E’ un film poetico, di grande sensibilità che si fa spazio in un periodo complicato come quello di oggi. Martin Eden ha l’obiettivo di essere diverso di fare la differenza, uscendo anche un po' fuori dal coro. E’ un film che non può fare a meno di rivolgersi ai giovani, può parlare a loro offrendo un linguaggio diverso, completamente opposto dalla società consumistica dei social e dei reality.

Sicuramente l’asso della manica di Martin Eden è il modo originale con cui è stato girato realizzando una pellicola sul riscatto, altro argomento pulsante della storia e in qualche modo non si può non pensare a Napoli che è stata nevralgica per realizzare il film.
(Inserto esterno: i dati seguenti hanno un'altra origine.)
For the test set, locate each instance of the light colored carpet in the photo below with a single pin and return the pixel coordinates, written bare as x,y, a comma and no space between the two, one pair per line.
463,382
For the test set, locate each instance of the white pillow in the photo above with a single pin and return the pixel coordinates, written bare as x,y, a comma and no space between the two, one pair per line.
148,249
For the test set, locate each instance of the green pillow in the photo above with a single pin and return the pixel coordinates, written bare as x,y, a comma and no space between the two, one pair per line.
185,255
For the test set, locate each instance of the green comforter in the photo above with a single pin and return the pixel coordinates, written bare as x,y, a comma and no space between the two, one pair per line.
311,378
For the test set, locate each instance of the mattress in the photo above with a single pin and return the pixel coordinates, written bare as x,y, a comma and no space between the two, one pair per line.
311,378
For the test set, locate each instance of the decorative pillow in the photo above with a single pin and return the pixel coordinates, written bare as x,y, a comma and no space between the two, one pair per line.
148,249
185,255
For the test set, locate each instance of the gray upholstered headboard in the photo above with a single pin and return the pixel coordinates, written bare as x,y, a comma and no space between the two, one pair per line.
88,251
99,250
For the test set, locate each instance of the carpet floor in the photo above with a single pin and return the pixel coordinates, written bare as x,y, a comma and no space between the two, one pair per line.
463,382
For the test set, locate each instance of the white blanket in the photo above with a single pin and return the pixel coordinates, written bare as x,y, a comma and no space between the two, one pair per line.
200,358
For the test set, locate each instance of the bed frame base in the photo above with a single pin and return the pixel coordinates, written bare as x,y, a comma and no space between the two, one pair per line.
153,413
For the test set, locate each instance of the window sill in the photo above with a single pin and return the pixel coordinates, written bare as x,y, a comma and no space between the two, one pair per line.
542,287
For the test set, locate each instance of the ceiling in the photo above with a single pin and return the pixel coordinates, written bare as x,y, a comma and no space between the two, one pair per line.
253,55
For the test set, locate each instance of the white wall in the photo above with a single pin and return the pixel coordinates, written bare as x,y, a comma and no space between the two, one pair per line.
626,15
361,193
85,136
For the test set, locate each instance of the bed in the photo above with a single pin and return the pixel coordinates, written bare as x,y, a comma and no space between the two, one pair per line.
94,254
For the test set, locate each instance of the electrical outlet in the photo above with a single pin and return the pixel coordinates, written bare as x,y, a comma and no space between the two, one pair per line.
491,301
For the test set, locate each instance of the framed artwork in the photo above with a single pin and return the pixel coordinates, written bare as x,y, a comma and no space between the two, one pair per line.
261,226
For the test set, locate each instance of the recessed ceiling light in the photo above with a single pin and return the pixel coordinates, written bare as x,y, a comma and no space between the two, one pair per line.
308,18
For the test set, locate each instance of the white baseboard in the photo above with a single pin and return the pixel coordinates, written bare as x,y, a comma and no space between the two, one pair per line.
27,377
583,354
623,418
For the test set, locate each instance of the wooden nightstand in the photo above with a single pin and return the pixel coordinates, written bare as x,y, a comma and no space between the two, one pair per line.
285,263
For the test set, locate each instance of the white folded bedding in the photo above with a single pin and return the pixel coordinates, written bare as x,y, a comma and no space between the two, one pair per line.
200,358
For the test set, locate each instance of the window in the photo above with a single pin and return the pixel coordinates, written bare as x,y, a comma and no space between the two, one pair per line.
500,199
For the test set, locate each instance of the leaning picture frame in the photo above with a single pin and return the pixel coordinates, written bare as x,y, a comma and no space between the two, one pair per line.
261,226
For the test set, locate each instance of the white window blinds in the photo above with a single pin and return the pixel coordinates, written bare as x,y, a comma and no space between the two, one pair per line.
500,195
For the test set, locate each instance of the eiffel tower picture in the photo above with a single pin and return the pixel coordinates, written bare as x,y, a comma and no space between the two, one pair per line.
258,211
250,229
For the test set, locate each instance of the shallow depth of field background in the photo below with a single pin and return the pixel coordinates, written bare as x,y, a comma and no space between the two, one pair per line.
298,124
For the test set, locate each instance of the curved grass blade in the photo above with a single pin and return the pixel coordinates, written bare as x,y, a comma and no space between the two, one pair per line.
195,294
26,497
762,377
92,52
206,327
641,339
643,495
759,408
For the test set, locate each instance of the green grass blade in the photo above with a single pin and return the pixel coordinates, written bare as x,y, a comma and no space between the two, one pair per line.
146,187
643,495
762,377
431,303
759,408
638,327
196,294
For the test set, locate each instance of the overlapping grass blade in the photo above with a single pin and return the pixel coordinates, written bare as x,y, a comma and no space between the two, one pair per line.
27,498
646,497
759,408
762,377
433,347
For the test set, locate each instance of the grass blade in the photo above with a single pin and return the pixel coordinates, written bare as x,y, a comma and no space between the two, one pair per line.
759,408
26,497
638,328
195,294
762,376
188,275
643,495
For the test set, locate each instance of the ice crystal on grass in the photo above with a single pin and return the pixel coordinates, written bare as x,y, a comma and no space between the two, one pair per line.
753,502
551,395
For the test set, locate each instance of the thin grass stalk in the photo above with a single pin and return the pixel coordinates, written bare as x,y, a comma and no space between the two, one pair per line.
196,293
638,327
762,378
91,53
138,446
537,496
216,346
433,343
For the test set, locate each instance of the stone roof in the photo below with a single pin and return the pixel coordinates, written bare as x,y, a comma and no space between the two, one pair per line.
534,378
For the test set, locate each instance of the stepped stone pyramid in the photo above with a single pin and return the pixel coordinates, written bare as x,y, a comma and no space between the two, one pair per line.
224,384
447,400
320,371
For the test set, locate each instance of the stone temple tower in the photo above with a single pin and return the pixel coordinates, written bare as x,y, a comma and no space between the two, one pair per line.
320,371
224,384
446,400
Per il regista di origini casertane Napoli è un set ideale:  «E’ una città tollerante, che ti accoglie. E’ una città di mare cosa importante per la storia. Poi Napoli è a noi familiare e si potrà riscattare attraverso i giovani e la cultura. E ha contribuito a farci girare in uno stato di grazia».

A fargli subito da eco è lo sceneggiatore napoletano Maurizio Braucci: «Sostenere i giovani è importante. Bisogna credere in loro. Non farsi fermare dai “No” di alcuni maestri. La scuola è importante ma dobbiamo conoscere ma andare oltre le cose, guardando al proprio futuro. Non è un caso che Martin Eden racconti la nostra storia, la storia di chi si è formato non nella famiglia, o nella scuola, ma attraverso la cultura incontrata lungo la strada. È il romanzo degli autodidatti, di chi ha creduto nella cultura come strumento di emancipazione».

Pietro Marcello e Luca Marinelli venerdì a Napoli

Il film uscirà nei cinema italiani il 4 settembre, ma venerdì 6 settembre il regista Pietro Marcello e l’attore Luca Marinelli saranno al cinema Modernissimo per salutare il pubblico alle ore 21.15.